The Jungle Book was playing in a salon that had convoluted access. Everyone else entered the back of the room up a set of stairs, we come around through a secret passageway that winds through the back and ends at a door at the front of the room. I don't like 'separate entrances' but, in this case, not enough to boycott their use. They at least have done everything to make this passageway completely accessible, with auto door openers and ramps where needed.

The kids push the door opener and we enter, in spot light. The room is darkened and the hallway behind us is brightly lit. The kids go through first, I direct them to go in front of the screen to the far side of the cinema and then we go up to the row that we are going to sit in. They grab their seats, help me with what I'm carrying and settle in.
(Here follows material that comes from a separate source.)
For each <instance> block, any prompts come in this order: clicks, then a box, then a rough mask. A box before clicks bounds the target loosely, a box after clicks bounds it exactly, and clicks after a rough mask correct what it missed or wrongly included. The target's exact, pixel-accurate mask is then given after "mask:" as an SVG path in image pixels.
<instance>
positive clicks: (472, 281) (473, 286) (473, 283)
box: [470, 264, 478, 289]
Two elderly women are sitting two rows behind us and are furiously whispering to one another. They are talking about me and about Ruby and Sadie beside me. Their disapproval is heard in their tone, their anger in the words they choose. They cannot understand me being there, in the theatre, alone with the two girls. First, I am a man. Second, I have a disability. I turn to look at them, I want to give them the message, "I can hear you." No surprise that they know and don't care. They are working themselves up into a state.

The girls are wrapped up in watching the trailers and thankfully do not notice. I can't stop listening to them. Whoever first gave the advice 'just ignore them' had no idea just how impossible that is to do. A few seconds later, everyone else arrived and there was another bustle of activity around our seats, and once everyone was quietly seated, the commentary behind me had stopped.

There's a lot of different things I'd like to say about what happened there. I could write about the assumptions that people make about others and how ignorance and prejudice place meaning on situations that inherently have none. Beyond what there is to us, there is no meaning to us being together, we just are, we just do, and we are just fine. If there is another meaning, it's positive. But even that positive meaning would be looking at the situation through a lens. It needs no lens. An adult is taking a couple of kids to a movie. That's ALL!!

What I do want to say is that I get really tired of people narrating my life. I feel like I'm in a movie where, in every scene, there is a switch of narrator. The fact that my difference is BIG draws commentary. Constant commentary. Those women, sitting behind me, were just two in a long day of commentary by others.

Why do people, when they see disability, have to put it into a context that they understand and then build a story around it to create commentary? Inspirporn is simply commentary about, mostly, nothing. Like what happened with me in the theatre, a hostile lens created hostile commentary about, mostly, nothing.

I live my life to create stories and memories for me.

Not. You.


ABEhrhardt said...

What horrible old biddies!

May God have mercy on their souls. There's nothing else one can say about people who know nothing and still feel they have to have an opinion and proclaim it loudly.

I'm so glad the girls were unaware - it is so rude of those women to speak about any of you.

Unknown said...

"Why do people, when they see 'disability', have to put it into a context that they understand and then build a story around it to create commentary?" That question is a very powerful question, and one in which the word "disability" could be replaced with other words to describe characteristics that lead to marginalization. Thank you for your daily posts!!

Frank_V said...

One day, me, my wife, and 3 year old daughter were taking a walk in downtown Montreal. While we waited for a traffic light to change, I cuddled my darling daughter's head, making sure she stayed safe next to me. When the light changed, we crossed the street together.

When we got to the other side, it was then that I saw a man, who was GLARING at me. And then, he wagged his finger at me, and shook his head, in that universal language that said: NO no, you should not be doing THAT! It momentarily made me feel like a dirty old man, until I recovered my senses.

"I'm her FATHER!!" I wanted to scream at him, but instead, decided to walk away peacefully, knowing OUR family was by far in a much happier place than this guy was.